Vision2Web: A Hierarchical Benchmark for Visual Website Development with Agent Verification

Zehai He

Abstract

Recent advances in large language models have improved the capabilities of coding agents, yet systematic evaluation of complex, end-to-end website development remains limited. To address this gap, we introduce Vision2Web, a hierarchical benchmark for visual website development, spanning from static UI-to-code generation, interactive multi-page frontend reproduction, to long-horizon full-stack website development. The benchmark is constructed from real-world websites and comprises a total of 193 tasks across 16 categories, with 918 prototype images and 1,255 test cases.
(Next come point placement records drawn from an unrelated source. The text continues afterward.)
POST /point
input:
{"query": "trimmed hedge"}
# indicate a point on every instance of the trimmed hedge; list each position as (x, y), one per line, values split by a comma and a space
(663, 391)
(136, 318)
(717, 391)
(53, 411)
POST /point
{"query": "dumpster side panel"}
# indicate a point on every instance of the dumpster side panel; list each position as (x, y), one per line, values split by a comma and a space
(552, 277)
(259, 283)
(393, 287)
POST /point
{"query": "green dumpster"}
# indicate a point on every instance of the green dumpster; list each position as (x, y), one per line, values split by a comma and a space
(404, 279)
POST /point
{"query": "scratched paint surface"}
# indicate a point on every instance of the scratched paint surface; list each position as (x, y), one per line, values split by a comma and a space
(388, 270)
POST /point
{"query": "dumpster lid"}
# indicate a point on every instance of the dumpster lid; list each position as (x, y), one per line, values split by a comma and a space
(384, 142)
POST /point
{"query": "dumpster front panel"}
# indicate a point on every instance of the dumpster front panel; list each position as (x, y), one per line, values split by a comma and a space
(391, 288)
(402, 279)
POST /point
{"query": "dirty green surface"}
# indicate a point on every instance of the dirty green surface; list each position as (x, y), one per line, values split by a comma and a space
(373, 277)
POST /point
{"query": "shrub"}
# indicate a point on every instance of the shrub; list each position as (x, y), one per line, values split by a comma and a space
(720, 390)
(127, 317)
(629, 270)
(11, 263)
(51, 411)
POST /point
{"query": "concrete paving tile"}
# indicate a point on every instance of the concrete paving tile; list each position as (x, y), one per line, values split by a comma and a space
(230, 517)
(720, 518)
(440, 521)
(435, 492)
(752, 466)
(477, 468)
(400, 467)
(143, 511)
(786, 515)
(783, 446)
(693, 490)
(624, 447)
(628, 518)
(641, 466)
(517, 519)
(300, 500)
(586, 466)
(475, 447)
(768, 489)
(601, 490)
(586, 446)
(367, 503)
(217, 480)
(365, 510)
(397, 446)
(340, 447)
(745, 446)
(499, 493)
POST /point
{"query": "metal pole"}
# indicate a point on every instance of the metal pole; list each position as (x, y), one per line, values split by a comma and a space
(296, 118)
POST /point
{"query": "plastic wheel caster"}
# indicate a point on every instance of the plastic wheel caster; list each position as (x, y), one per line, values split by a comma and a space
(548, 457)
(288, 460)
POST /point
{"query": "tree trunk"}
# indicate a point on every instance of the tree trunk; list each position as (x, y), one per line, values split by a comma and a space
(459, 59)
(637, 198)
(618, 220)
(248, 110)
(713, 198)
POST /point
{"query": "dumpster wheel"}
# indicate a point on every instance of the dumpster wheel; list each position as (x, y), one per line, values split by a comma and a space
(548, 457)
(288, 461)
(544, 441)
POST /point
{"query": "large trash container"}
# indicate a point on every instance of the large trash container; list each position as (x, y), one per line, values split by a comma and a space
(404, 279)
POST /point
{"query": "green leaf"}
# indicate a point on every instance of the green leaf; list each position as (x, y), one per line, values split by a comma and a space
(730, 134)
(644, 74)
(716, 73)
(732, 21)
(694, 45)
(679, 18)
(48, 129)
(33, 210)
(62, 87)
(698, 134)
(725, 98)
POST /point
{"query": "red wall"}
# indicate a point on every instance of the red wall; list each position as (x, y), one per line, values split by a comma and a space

To support flexible, thorough and reliable evaluation, we propose workflow-based agent verification paradigm based on two complementary components: a GUI agent verifier and a VLM-based judge. We evaluate multiple visual language models instantiated under different coding-agent frameworks, revealing substantial performance gaps at all task levels, with state-of-the-art models still struggling on full-stack development.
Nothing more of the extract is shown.